Towards retrieving dispersion profiles using quantum-mimic Optical Coherence Tomography and Machine Learnin
This addresses a domain-specific problem for optical imaging researchers by enabling dispersion profiling from artefacts, though it appears incremental as it builds on existing quantum-mimic methods.
The paper tackled the problem of artefacts in quantum-mimic Optical Coherence Tomography by using machine learning to retrieve Group Velocity Dispersion profiles from these artefacts, achieving good qualitative representation for simulated and experimental data.

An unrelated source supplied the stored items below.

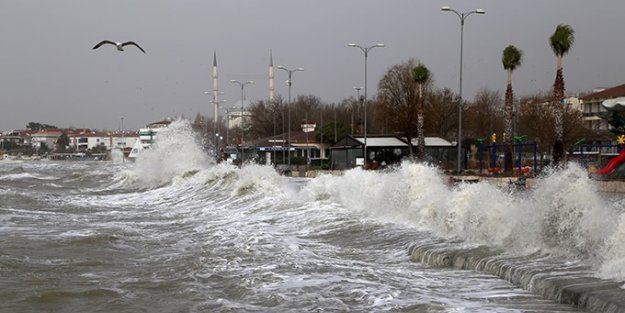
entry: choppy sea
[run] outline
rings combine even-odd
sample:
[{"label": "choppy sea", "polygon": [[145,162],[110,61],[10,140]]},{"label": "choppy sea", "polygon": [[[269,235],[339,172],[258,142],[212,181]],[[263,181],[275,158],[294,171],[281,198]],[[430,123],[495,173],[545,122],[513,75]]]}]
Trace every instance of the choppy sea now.
[{"label": "choppy sea", "polygon": [[171,128],[135,162],[0,161],[0,312],[580,311],[411,259],[432,242],[625,281],[625,202],[574,164],[521,192],[411,163],[294,178]]}]

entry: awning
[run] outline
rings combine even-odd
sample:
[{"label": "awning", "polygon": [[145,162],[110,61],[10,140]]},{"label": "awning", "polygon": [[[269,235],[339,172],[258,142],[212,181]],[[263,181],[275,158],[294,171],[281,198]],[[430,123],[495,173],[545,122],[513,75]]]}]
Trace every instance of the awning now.
[{"label": "awning", "polygon": [[[425,137],[425,146],[426,147],[451,147],[454,146],[451,142],[441,138],[441,137]],[[416,146],[419,144],[418,138],[412,138],[412,145]]]},{"label": "awning", "polygon": [[608,111],[625,111],[625,97],[604,100],[601,105]]},{"label": "awning", "polygon": [[[355,137],[360,143],[365,143],[364,137]],[[408,145],[395,137],[368,137],[368,147],[407,147]]]}]

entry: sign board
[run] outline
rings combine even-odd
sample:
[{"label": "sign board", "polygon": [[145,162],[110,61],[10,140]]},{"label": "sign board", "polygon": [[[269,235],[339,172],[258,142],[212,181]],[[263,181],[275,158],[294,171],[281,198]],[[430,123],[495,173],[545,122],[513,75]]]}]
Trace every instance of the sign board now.
[{"label": "sign board", "polygon": [[365,165],[365,158],[356,158],[356,165]]},{"label": "sign board", "polygon": [[305,133],[314,132],[315,127],[317,127],[316,123],[313,123],[313,124],[302,123],[302,131]]}]

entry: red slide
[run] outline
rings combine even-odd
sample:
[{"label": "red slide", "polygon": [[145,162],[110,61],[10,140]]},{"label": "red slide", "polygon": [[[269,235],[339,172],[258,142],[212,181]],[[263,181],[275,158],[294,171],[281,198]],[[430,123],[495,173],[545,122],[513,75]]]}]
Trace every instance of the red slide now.
[{"label": "red slide", "polygon": [[624,161],[625,161],[625,149],[623,149],[621,153],[619,153],[619,155],[617,155],[614,159],[610,160],[610,162],[608,162],[608,165],[606,165],[602,169],[597,170],[595,174],[599,174],[599,175],[609,174],[612,171],[614,171],[614,169],[617,166],[619,166],[621,163],[623,163]]}]

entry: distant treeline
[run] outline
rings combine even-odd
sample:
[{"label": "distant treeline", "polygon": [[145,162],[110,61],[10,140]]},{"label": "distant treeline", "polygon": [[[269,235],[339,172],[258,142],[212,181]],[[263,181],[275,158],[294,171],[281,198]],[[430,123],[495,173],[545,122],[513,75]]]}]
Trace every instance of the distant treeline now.
[{"label": "distant treeline", "polygon": [[42,124],[42,123],[38,123],[38,122],[28,122],[28,125],[26,125],[27,129],[30,130],[42,130],[42,129],[52,129],[52,128],[58,128],[54,125],[50,125],[50,124]]}]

Artefacts in quantum-mimic Optical Coherence Tomography are considered detrimental because they scramble the images even for the simplest objects. They are a side effect of autocorrelation which is used in the quantum entanglement mimicking algorithm behind this method. Interestingly, the autocorrelation imprints certain characteristics onto an artefact - it makes its shape and characteristics depend on the amount of dispersion exhibited by the layer that artefact corresponds to. This unique relationship between the artefact and the layer's dispersion can be used to determine Group Velocity Dispersion (GVD) values of object layers and, based on them, build a dispersion-contrasted depth profile. The retrieval of GVD profiles is achieved via Machine Learning. During training, a neural network learns the relationship between GVD and the artefacts' shape and characteristics, and consequently, it is able to provide a good qualitative representation of object's dispersion profile for never-seen-before data: computer-generated single dispersive layers and experimental pieces of glass.